Hollanda’da Comité Anti-Collaboratie (İş Birliği Karşıtı Komite) Başkanı A. Çağlayan, Hollanda Parlamentosu’na gönderdiği bir e-posta ile mecliste sıkça gündeme getirilen sözde Ermeni soykırımı iddialarına sert tepki gösterdi. E-postada, 1915 olaylarının “soykırım” olarak nitelendirilmesine karşı çıkılarak, bu tür girişimlerin toplumsal gerginliği artırdığı ve tarihi gerçeklere uygun olmadığı savunuldu.

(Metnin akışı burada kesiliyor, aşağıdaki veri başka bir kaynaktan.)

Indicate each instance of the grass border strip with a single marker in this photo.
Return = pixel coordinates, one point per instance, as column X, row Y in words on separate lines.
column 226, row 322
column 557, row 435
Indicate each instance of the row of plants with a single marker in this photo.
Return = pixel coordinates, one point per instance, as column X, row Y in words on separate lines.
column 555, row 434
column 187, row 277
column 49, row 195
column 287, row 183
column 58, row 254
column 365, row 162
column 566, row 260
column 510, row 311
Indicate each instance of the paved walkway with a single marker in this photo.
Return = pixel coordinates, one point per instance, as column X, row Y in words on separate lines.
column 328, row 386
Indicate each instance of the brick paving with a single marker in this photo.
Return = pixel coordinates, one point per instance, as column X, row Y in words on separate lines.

Çağlayan, Başbakan ve kabine bakanlarına hitaben yazdığı mektupta, parlamentonun hükümeti 1915 olaylarını “soykırım” olarak tanımaya veya bu yönde adımlar atmaya çağıran bir önergeyi kabul etmesinden duyduğu “ciddi endişe ve itirazları” dile getirdi.
“Merkezi Planlı Bir İmha Kampanyası Yoktu”
Mektupta, 1915 olaylarının Birinci Dünya Savaşı’nın “son derece karmaşık ve kaotik savaş durumu” içinde yaşandığına dikkat çekildi. Çağlayan, “Osmanlı İmparatorluğu’nun Ermeni nüfusunu yok etmek için merkezi planlı bir kampanyasına dair ikna edici bir kanıt bulunmadığını” vurguladı.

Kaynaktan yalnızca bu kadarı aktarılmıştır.